Cinema Suicide fearlessly looks into the Faces of Death:



Oddly, Faces of Death, a child of the Mondo film trend, spawned a subculture of atrocity reels that eclipse the old man, himself, in ways you can’t possibly imagine. Sure, Death Faces, Traces of Death, Death Scenes, Atrocities, etc., were packed to the f**king rafters with grisly newsreel footage of real murder, suicide and traffic accidents gone horribly awry but not one of them had the appeal of Faces of Death.

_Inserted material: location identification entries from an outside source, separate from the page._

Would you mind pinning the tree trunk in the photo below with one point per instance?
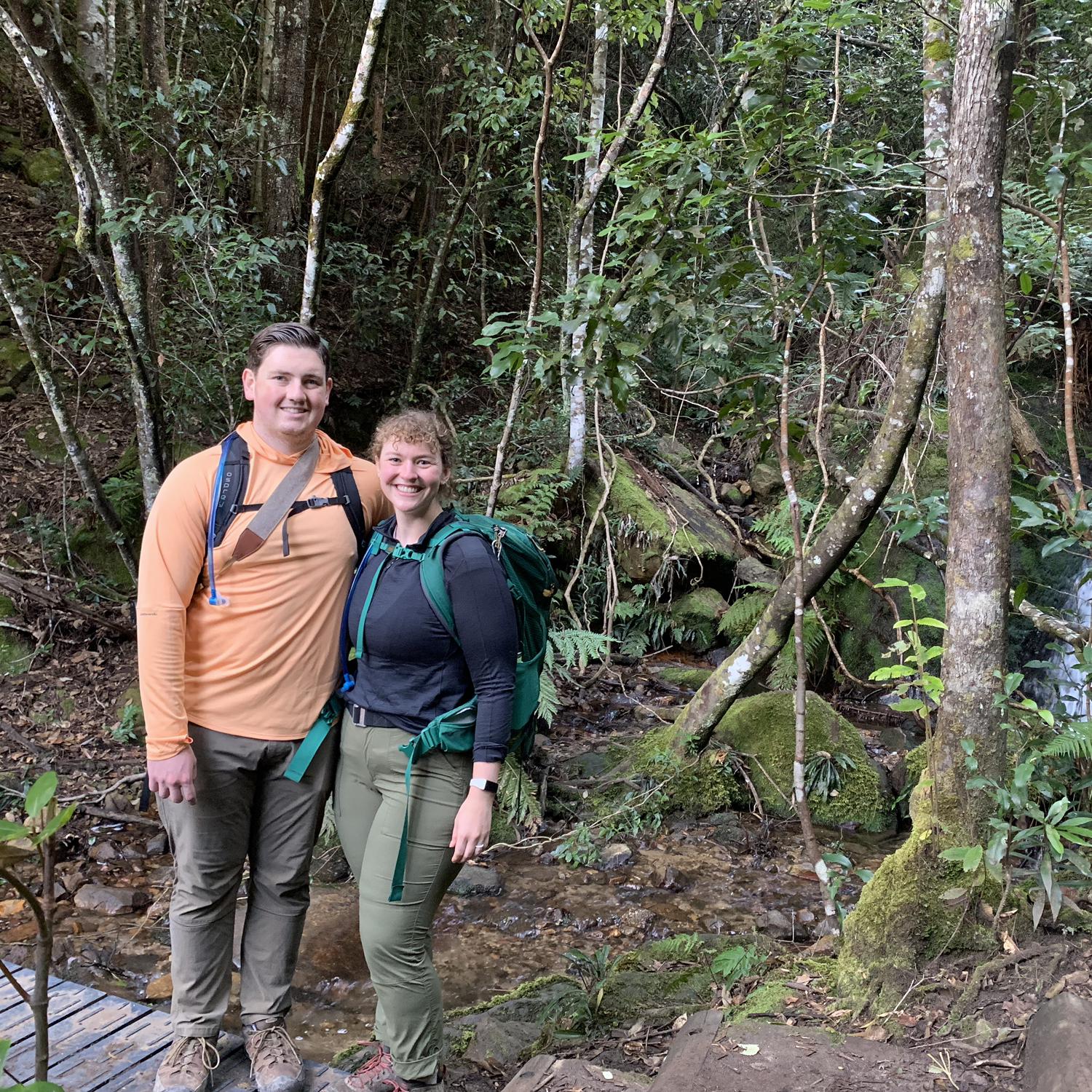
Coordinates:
(162, 170)
(900, 921)
(281, 190)
(585, 259)
(89, 480)
(537, 280)
(439, 266)
(695, 725)
(94, 157)
(331, 164)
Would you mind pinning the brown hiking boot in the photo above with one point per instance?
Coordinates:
(188, 1065)
(274, 1063)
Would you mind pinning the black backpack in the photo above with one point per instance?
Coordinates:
(231, 487)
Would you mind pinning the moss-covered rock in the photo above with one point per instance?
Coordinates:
(764, 727)
(866, 638)
(44, 443)
(699, 786)
(697, 614)
(15, 362)
(766, 480)
(690, 678)
(674, 524)
(45, 167)
(15, 653)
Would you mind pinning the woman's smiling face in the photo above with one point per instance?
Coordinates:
(411, 476)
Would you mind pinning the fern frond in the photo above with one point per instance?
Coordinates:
(738, 620)
(1074, 740)
(517, 796)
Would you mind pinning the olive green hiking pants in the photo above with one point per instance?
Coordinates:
(246, 810)
(369, 805)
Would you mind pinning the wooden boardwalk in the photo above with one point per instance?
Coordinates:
(102, 1042)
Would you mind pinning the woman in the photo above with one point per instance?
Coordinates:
(408, 670)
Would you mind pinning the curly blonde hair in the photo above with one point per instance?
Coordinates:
(416, 426)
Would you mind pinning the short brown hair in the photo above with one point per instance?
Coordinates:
(416, 426)
(286, 333)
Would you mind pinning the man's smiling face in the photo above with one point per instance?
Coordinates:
(290, 391)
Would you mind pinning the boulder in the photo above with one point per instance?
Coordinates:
(500, 1044)
(664, 519)
(764, 727)
(475, 879)
(45, 167)
(616, 855)
(766, 480)
(114, 901)
(697, 614)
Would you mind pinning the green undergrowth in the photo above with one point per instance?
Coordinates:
(762, 729)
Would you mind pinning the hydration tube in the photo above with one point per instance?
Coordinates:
(214, 598)
(347, 678)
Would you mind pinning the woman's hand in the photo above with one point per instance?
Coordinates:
(471, 834)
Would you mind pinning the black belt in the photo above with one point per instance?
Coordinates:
(364, 718)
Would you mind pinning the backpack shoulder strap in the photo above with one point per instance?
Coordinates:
(231, 485)
(349, 495)
(432, 572)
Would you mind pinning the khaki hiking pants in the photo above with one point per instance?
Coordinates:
(369, 805)
(246, 810)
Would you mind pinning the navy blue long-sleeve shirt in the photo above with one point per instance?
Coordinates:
(411, 670)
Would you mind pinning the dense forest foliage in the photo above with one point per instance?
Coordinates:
(677, 272)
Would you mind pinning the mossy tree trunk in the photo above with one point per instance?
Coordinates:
(900, 921)
(867, 491)
(91, 149)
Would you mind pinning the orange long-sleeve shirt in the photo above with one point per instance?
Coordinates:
(264, 665)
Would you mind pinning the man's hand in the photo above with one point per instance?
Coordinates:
(173, 778)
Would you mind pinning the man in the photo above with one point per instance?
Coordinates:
(235, 668)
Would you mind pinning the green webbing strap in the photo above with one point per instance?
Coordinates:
(450, 732)
(367, 603)
(329, 716)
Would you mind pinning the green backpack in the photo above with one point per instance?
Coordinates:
(532, 582)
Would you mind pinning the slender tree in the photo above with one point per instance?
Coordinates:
(331, 164)
(898, 923)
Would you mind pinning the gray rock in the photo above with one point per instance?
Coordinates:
(500, 1044)
(330, 866)
(157, 845)
(475, 879)
(766, 480)
(104, 900)
(616, 855)
(775, 924)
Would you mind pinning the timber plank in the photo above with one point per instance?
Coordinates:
(78, 1032)
(9, 996)
(104, 1065)
(65, 1000)
(687, 1053)
(533, 1075)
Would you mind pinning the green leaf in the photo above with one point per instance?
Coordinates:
(10, 831)
(55, 825)
(41, 793)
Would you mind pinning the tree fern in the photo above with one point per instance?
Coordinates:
(783, 674)
(1074, 740)
(740, 620)
(517, 797)
(530, 502)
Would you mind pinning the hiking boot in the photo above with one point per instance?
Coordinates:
(188, 1065)
(377, 1075)
(274, 1063)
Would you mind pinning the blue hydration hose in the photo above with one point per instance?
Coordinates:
(214, 598)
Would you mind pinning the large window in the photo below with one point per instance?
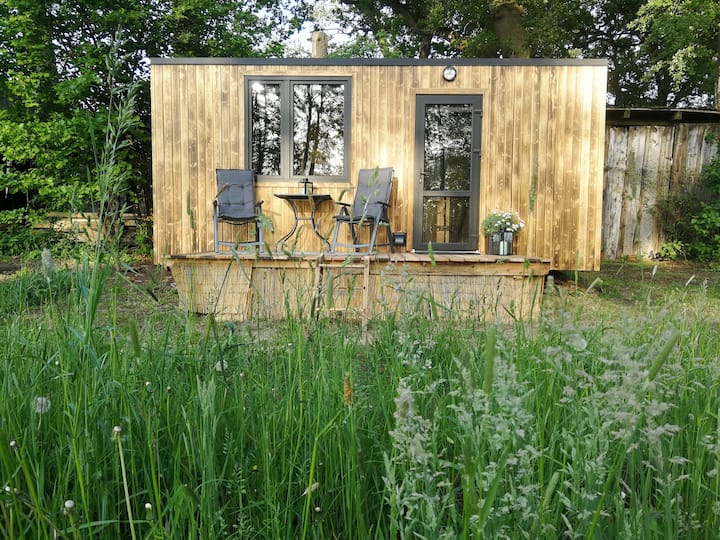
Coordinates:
(299, 128)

Dinner With Max Jenke pigs out on appreciation for Mother's Day poster art:


As a kid, when I first saw this poster reproduced in a newspaper advertisement (which in smudgy black and white newsprint only made it look cooler), at the height of the slasher fad, I was in thrall with its ghastliness. Even with as many outstanding posters as the early '80s boasted (hello, Happy Birthday to Me!), Mother's Day knocked everything else on its ass.


And room for one more...


Zombos' Closet of Horror reluctantly gets high on Shrooms:


None of the creative people involved in the film Shrooms apparently ingested any during its production, making it one big, unmagical, mystery tour. The mystery is how it ever got green-lighted in the first place.